粗利ミックスでは、例えば A商品相乗積=A粗利率×A売上構成比 式を展開すると (A荒利高÷A売上高)×(A売上高÷売上高合計) となり、分母と分子にあるA売上高が消えるから、A荒利高÷売上高合計 つまり、全体の売上に対し、Aという商品が稼ぎ出す粗利高の比率を求めていることになる。
同様にして、売上高伸び率では、例えばA商品売上高伸び率相乗積=A売上高伸び率(この場合100%に対して±で表示)×A昨年売上高構成比 式を展開すると {(A本年売上高÷A昨年売上高)-1(100%を引いて増減だけにする)}× (A昨年売上高÷昨年売上高合計) 、前項をもう一度展開すると、(A本年売上高-A昨年売上高)÷A昨年売上高 分子と分母にあるA昨年売上高が消えるから、(A本年売上高-A昨年売上高)÷昨年売上高合計 となって、Aの売上高伸び分が昨年売上高合計に対して、どのくらいの比率になるかを算出していることになる。

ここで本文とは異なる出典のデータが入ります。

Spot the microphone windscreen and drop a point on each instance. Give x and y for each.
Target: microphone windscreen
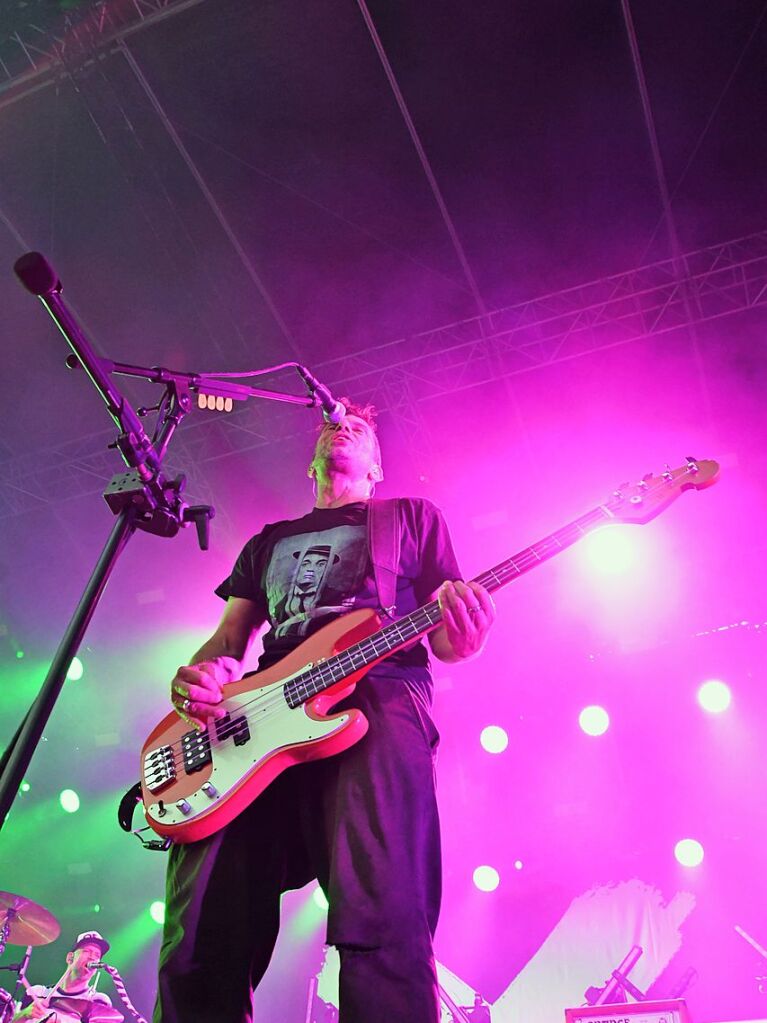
(36, 273)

もし、A、B、C 3つの商品があったとすると 3つの本年売上高増加分を足して昨年売上高合計で割ったものが売上高合計の伸び率(この場合、伸びた分だけ算出しているので昨比110%は+10%、昨比90%なら▲10%)になるから、Aの売上高伸び率相乗積は、そのうちAが稼ぎ出した(貢献した)売上高増加分ということになる。
他にも相乗積の考え方、計算方法が応用できるものがあるので、知っておくと便利である。
特にExcelでフォーマットをつくっておくと数値を入れ替えるだけで瞬時に答えが出るから、短時間で様々なケースについてのシミュレーションを行うことができる。